We get it. In an ideal world, your business’ Terms & Conditions prevail, with no opposition from the other party. One T&Cs to rule them all. A dream, often confronted with the reality of a relentless battle of back-and-forth emails, where your legal department is on a mission to protect your business. But this scenario might be different now. How?
On January 1st, 2023, the long-awaited Book V of the new Belgian Civil Code entered into force introducing some novelties, namely the “battle of forms.”
The battle of forms:
It is a situation that arises when each party wants its own general terms and conditions to apply in a contractual relation. The question then arises which general terms and conditions prevail.
It was never clear how to approach this situation, which has led to legal uncertainty, but most jurisdictions recommend the “knock-out” rule.
The “knock out rule” is described in Article 5.23 and means that the general terms and conditions of both contracting Parties apply, with the exception of the incompatible clauses, which can be set aside on either side and therefore should not be taken into account.
The legislator relies on the presumed common intention of the parties to conclude a contract, where general terms and conditions do not in principle constitute an essential or substantial component of the contract.
For the knocked-out clauses, the Parties will have to rely on Belgian Law. This is not always to the advantage of the Parties.
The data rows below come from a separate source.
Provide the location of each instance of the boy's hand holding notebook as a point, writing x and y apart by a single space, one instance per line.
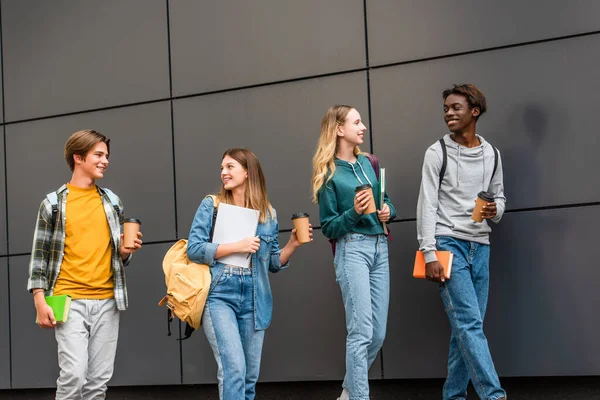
444 257
60 306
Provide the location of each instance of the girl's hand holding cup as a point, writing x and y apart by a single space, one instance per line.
302 232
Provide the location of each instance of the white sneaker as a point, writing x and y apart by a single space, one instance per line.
345 395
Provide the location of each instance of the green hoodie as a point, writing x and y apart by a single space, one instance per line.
336 200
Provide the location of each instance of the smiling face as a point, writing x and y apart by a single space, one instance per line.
457 114
95 162
233 175
352 130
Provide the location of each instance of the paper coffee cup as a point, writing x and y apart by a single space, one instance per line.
482 199
366 187
131 227
301 224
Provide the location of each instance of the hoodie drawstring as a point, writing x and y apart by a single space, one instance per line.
458 169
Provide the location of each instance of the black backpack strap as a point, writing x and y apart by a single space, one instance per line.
444 161
495 161
212 228
188 331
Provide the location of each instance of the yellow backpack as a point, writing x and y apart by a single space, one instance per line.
188 284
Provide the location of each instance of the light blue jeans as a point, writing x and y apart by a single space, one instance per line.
465 297
228 322
87 344
363 273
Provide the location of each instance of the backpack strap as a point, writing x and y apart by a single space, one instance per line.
444 161
53 199
495 161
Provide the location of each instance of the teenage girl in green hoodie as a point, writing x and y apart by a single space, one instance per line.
361 255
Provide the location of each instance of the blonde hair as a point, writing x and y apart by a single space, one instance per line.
256 188
323 160
81 142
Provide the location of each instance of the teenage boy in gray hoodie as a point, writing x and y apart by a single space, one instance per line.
446 201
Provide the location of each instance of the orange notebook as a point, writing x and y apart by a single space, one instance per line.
444 257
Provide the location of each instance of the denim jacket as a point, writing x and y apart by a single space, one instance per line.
266 259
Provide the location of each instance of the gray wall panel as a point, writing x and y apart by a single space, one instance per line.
4 327
216 45
140 174
146 355
28 340
1 91
529 119
307 337
3 244
542 315
279 123
409 30
416 345
64 56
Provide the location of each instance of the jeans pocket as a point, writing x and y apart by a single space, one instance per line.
354 237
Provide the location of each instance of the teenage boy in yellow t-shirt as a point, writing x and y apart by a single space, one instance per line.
82 256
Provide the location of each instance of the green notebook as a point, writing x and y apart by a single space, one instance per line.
60 305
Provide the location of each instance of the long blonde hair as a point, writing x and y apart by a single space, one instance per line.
323 160
256 189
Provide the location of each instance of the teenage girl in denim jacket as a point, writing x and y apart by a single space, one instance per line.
240 303
361 257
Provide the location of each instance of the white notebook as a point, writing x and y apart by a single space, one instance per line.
233 224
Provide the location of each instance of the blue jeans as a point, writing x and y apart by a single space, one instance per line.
465 297
363 273
228 322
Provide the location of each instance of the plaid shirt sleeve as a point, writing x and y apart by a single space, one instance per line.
41 249
121 221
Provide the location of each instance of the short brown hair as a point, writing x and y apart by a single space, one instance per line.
81 142
475 99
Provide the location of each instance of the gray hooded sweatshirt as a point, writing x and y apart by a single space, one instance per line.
446 210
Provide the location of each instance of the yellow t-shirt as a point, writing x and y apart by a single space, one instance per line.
86 271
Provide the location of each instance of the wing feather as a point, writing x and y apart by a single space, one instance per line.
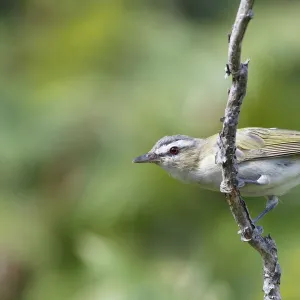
255 143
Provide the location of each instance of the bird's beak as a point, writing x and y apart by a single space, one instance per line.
146 158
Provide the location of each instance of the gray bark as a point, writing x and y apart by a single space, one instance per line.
226 156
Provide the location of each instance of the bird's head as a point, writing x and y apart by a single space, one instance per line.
177 154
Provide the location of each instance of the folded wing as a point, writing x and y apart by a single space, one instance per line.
256 143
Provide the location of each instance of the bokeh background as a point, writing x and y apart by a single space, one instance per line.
85 86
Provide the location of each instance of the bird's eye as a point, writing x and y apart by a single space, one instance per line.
174 150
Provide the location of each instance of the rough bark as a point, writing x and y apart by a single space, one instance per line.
226 156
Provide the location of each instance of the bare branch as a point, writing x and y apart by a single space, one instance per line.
226 156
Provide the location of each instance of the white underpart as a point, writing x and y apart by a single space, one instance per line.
274 176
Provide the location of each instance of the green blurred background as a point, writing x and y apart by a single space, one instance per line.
88 85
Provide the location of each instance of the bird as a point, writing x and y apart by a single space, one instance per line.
268 162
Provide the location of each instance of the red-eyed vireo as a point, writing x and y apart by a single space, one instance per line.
268 161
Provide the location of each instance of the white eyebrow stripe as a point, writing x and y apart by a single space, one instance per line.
164 149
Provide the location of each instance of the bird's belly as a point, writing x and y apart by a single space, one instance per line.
279 176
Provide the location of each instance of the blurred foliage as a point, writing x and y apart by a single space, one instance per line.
85 87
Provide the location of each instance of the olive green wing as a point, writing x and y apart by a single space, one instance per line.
255 143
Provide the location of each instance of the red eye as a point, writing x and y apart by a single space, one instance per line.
174 150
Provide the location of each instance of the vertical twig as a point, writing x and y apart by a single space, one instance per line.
226 156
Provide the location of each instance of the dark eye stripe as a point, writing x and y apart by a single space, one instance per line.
174 150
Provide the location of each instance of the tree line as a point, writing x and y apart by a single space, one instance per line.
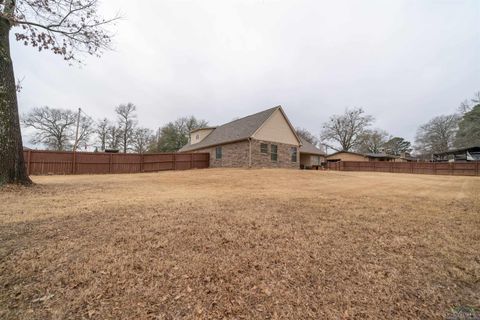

For example, in case of an incompatible liability clause, Article 5.86 provides for an unlimited liability regime, putting the debtor in an aggrieved position. In the same way, it is possible that clauses relating to delivery terms, termination of contracts, intellectual property, etc., could be dropped, with common law rules to be applied to replace these clauses.
This could be a nightmare for many contracting parties. Therefore, it is always advisable to negotiate and agree on terms and conditions, as negotiated terms and conditions always take precedence according to the law.
There is an important exception on the “knock out” rule, namely a Party could inform the other Party explicitly in advance or without undue delay after receipt of the acceptance that they do not wish to be bound by the general terms and conditions of the other Party.
In that case, the knock-out rule will no longer apply, and no contract will be formed in case of incompatible general terms and conditions.
It should be clear that this exception is not valid if only the general terms and conditions stipulate that a Party does not want to be bound by the other Party’s general terms and conditions.
Let’s Conclude !
So, there are two sides to the knockout rule.
- On the one hand, the rule provides certainty that a deal can be concluded despite conflicting general terms and conditions.
- But on the other hand, important clauses can be excluded due to inconsistency, leading to a fallback to the common law, which can have major consequences.
Therefore, it is important to negotiate and draft terms and conditions by mutual agreement so that there are no surprises for either party.